10 Ways to Treat COPD – Article Health
Treatments and medication for chronic obstructive pulmonary disease (COPD) range from simple breathing exercises to medications and even surgery. COPD occurs when the airways and air sacs in the lungs become inflamed or damaged, most often due to smoking, and is more common after age 45.
Inhalers or nebulizers
If your doctor has prescribed medications for COPD—like an inhaler or nebulizer—make sure you know how to use them and take them as prescribed. Most people find that medicines make breathing easier, keep flare-ups to a minimum, and control coughing and wheezing. These include bronchodilators, which are drugs that open up the airways and make it easier to breathe.

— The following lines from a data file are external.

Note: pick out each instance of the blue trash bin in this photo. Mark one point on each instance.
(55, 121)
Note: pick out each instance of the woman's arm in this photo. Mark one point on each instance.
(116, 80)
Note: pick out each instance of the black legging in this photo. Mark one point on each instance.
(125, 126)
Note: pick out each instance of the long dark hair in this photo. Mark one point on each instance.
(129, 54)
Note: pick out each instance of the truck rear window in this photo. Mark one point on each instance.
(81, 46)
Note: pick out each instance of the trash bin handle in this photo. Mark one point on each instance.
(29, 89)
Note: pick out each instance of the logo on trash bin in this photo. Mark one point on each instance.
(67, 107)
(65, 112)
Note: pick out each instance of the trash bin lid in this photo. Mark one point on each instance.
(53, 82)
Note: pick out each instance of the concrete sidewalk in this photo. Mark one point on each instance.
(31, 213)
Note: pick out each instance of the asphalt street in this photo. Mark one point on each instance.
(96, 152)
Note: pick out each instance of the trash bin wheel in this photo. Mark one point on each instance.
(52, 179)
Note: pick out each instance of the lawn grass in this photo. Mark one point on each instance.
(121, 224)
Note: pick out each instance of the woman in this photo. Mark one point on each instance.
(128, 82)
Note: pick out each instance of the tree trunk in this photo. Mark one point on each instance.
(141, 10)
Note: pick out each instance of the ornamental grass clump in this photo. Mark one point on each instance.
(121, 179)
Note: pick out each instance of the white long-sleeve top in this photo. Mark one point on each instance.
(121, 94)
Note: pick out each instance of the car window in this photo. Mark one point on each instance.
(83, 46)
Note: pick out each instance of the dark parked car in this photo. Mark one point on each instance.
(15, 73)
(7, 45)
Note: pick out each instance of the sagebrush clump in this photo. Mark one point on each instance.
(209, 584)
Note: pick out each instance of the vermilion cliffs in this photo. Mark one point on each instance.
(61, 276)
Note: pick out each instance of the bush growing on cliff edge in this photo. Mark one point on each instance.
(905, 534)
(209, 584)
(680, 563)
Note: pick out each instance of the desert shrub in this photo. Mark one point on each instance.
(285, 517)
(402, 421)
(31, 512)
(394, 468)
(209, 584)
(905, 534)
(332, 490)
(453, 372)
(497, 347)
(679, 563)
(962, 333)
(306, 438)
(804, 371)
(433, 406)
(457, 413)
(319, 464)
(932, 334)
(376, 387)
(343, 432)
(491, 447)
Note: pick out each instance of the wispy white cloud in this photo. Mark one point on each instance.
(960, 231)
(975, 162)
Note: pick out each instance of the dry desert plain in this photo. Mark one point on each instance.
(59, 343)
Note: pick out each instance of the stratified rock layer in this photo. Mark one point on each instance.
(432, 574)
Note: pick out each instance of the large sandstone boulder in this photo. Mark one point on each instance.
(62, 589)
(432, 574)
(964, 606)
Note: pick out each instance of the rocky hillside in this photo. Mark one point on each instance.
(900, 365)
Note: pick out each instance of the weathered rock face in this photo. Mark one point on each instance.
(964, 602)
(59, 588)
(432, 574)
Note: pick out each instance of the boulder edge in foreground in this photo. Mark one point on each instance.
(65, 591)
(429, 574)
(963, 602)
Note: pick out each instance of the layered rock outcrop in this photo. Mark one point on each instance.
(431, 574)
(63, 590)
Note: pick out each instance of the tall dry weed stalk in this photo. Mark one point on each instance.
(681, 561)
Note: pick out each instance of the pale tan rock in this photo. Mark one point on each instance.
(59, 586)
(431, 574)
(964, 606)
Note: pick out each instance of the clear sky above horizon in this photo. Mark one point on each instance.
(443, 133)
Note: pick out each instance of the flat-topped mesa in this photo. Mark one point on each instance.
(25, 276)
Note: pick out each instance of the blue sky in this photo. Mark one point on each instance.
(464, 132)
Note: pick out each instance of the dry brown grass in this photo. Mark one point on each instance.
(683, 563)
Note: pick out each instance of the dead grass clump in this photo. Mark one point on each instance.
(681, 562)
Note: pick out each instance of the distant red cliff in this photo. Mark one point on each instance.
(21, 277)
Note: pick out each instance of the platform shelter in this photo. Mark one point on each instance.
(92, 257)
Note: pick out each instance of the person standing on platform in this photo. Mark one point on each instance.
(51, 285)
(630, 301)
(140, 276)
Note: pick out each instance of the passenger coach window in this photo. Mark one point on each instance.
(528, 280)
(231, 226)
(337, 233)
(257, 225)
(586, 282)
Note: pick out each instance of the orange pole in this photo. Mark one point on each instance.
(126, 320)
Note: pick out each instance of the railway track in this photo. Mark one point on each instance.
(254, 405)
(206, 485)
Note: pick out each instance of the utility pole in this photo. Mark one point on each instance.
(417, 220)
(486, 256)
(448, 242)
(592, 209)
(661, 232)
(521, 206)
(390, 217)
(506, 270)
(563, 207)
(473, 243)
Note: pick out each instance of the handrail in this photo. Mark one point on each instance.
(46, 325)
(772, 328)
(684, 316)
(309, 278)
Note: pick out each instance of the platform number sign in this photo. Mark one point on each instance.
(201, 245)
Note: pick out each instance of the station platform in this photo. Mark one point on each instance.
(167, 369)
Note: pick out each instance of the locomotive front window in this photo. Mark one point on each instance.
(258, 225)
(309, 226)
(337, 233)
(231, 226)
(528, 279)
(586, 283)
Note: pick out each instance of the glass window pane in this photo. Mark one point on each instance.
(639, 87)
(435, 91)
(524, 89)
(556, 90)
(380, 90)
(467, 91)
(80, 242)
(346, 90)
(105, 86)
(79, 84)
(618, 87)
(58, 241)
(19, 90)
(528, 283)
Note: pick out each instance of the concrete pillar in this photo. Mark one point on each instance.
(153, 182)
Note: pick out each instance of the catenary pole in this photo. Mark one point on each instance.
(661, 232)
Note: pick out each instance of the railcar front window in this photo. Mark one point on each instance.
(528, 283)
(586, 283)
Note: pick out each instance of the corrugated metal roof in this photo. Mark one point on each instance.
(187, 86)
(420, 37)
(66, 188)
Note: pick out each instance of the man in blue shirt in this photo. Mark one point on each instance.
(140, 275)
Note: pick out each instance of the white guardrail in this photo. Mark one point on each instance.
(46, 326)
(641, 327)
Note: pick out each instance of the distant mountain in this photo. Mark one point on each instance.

Bronchodilators come in several varieties. One of the most common, albuterol, is a beta2-agonist that is short-acting and used as a “quick fix” for shortness of breath. People who have all stages of COPD severity keep a short-acting inhaler on hand in case of emergencies. Albuterol is sold in inhalers or as a liquid that can be used in a nebulizer, a machine that creates a fine mist that is inhaled. Examples of brand names are Proventil, Ventolin, and Volmax.
There are also long-acting beta2-agonists, such as salmeterol (Serevent), and Advair, which is a combination of salmeterol and a corticosteroid called fluticasone. Like roflumilast, these long-acting bronchodilators, which are inhaled every 12 hours, are considered maintenance therapy.